There isn't a Parallel of Latitude but thinks it would have been the
Equator if it had had its rights.
--Pudd'nhead Wilson's New Calendar.
Next to Mr. Rhodes, to me the most interesting convulsion of nature in
South Africa was the diamond-crater. The Rand gold fields are a
stupendous marvel, and they make all other gold fields small, but I was
not a stranger to gold-mining; the veldt was a noble thing to see, but it
was only another and lovelier variety of our Great Plains; the natives
were very far from being uninteresting, but they were not new; and as for
the towns, I could find my way without a guide through the most of them
because I had learned the streets, under other names, in towns just like
them in other lands; but the diamond mine was a wholly fresh thing, a
splendid and absorbing novelty. Very few people in the world have seen
the diamond in its home. It has but three or four homes in the world,
whereas gold has a million. It is worth while to journey around the
globe to see anything which can truthfully be called a novelty, and the
diamond mine is the greatest and most select and restricted novelty which
the globe has in stock.
The Kimberley diamond deposits were discovered about 1869, I think.
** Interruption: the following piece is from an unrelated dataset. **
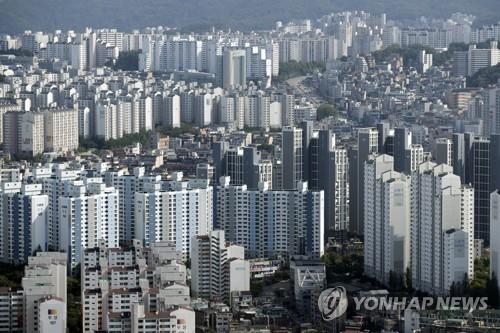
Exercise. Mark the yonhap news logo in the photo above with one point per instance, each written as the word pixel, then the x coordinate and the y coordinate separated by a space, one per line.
pixel 332 303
When
everything is taken into consideration, the wonder is that they were not
discovered five thousand years ago and made familiar to the African world
for the rest of time. For this reason the first diamonds were found on
the surface of the ground. They were smooth and limpid, and in the
sunlight they vomited fire. They were the very things which an African
savage of any era would value above every other thing in the world
excepting a glass bead. For two or three centuries we have been buying
his lands, his cattle, his neighbor, and any other thing he had for sale,
for glass beads and so it is strange that he was indifferent to the
diamonds--for he must have pickets them up many and many a time. It
would not occur to him to try to sell them to whites, of course, since
the whites already had plenty of glass beads, and more fashionably
shaped, too, than these; but one would think that the poorer sort of
black, who could not afford real glass, would have been humbly content to
decorate himself with the imitation, and that presently the white trader
would notice the things, and dimly suspect, and carry some of them home,
and find out what they were, and at once empty a multitude of
fortune-hunters into Africa. There are many strange things in human
history; one of the strangest is that the sparkling diamonds laid there
so long without exciting any one's interest.